Gebaut wird sie von der Max Bögl Wind AG als Generalübernehmer im Auftrag der Naturstromspeicher GmbH & Co. KG, die die Anlage  auch betreiben wird. Sie ist eine nahezu hundertprozentige Tochter der Max Bögl Gruppe. Ein weiterer Beteiligter ist Alexander Schechner, der die Idee des Naturstromspeichers entwickelt hat. Schechner ist zusammen mit Bögl auch Teilhaber der Naturspeicher GmbH in Ulm, die früher als MBS Max Bögl Schechner GmbH firmierte Schechner war früher bei Voith, der das komplette Wasserkraft-Know-how beisteuert, bringt also viel Erfahrung mit. Die Naturspeicher GmbH ist für Entwicklungen zuständig: die Wasserkrafttechnologie, die Druckrohrtechnologie und auch die Steuerungstechnik.

Und wie sieht’s mit der Bürgerbeteiligung aus?

Das ist nach wie vor angestrebt. Wir wollen die Anlage, wenn das Wasserkraftwerk läuft, ein Jahr lang im Probebetrieb laufen lassen. Wenn die Anlage stabil läuft und die Erlöse wie erwartet fließen, werden wir die Idee noch einmal aufgreifen. Das Projekt wäre ohne die Unterstützung durch die Gaildorfer ja gar nicht möglich gewesen.

Sie hatten bereits das Erneuerbare-Energien-Gesetz angesprochen. Eine kombinierte Anlage wie die Wasserbatterie habe ich darin allerdings nicht entdeckt.

Noch nicht. In Paragraf 39j des EEG 2017 geht’s um Innovationsausschreibungen. Dort ist verankert, dass solche kombinierten Lösungen wie die Wasserbatterie, die zur Netzstabilität und -integration beitragen, künftig gesondert gefördert werden sollen. Die Durchführungsverordnung sollte eigentlich bis Mai erlassen werden, wird aber angesichts der Regierungsverhandlungen in Berlin wohl noch auf sich warten lassen.

Bisher gibt es gedeckelte Kapazitäten für einzelne Sparten wie Wind, Sonne und Wasser, die jeweils an den günstigsten Hersteller vergeben werden. Heißt das, es wird eine neue Sparte geben?

Exakt. Angedacht sind 50 bis 100 MB pro Jahr, um die sich dann Anbieter wie wir bewerben können. Damit soll auch die Technologievielfalt gefördert werden. Das Bundeswirtschaftsministerium sondiert die Anbieter bereits und hatte auch uns gebeten, unser Projekt vorzustellen. Auch wenn man jetzt in Verzug gerät und die erste Ausschreibung 2018 noch ohne diese Änderung durchgeführt wird, die Innovationsausschreibung wird kommen.

Wäre die Gaildorfer Wasserbatterie nach dem geltenden EEG überhaupt gebaut worden?

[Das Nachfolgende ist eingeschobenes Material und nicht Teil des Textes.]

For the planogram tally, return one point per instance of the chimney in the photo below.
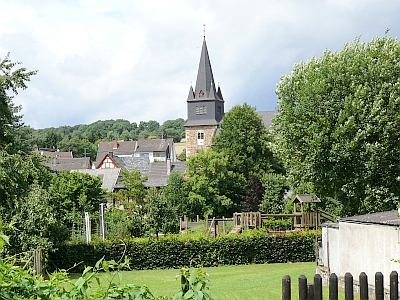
(168, 166)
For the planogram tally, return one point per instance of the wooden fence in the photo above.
(313, 291)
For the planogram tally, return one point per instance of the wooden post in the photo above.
(348, 286)
(363, 278)
(333, 287)
(286, 288)
(37, 262)
(317, 287)
(394, 285)
(310, 291)
(302, 287)
(184, 284)
(379, 294)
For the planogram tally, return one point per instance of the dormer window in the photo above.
(201, 110)
(200, 138)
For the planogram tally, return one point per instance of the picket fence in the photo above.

Da bin ich mir relativ sicher. Zum einen wegen des Speichers, den wir gewinnbringend gegen den Markt arbeiten lassen können, zum anderen wegen der Innovationen, die in der Anlage stecken. In Gaildorf steht aktuell die weltweit höchste Windkraftanlage mit dem größten Rotor. Das ergibt gute Erträge, trotz des windschwachen Standortes. Den Zuschlag für die Windkraft hätten wir also damals sicher erhalten.  Ob es auch in der letzten Ausschreibungsrunde geklappt hätte, ist natürlich fraglich. Die Preise sind drastisch gefallen, und das günstigste Gebot lag zuletzt bei 2,2 Cent pro Kilowattstunde. Herkömmliche Anbieter – die Marktbedingungen des EEG gelten ja nur für die Erneuerbaren – wären da nicht mehr konkurrenzfähig.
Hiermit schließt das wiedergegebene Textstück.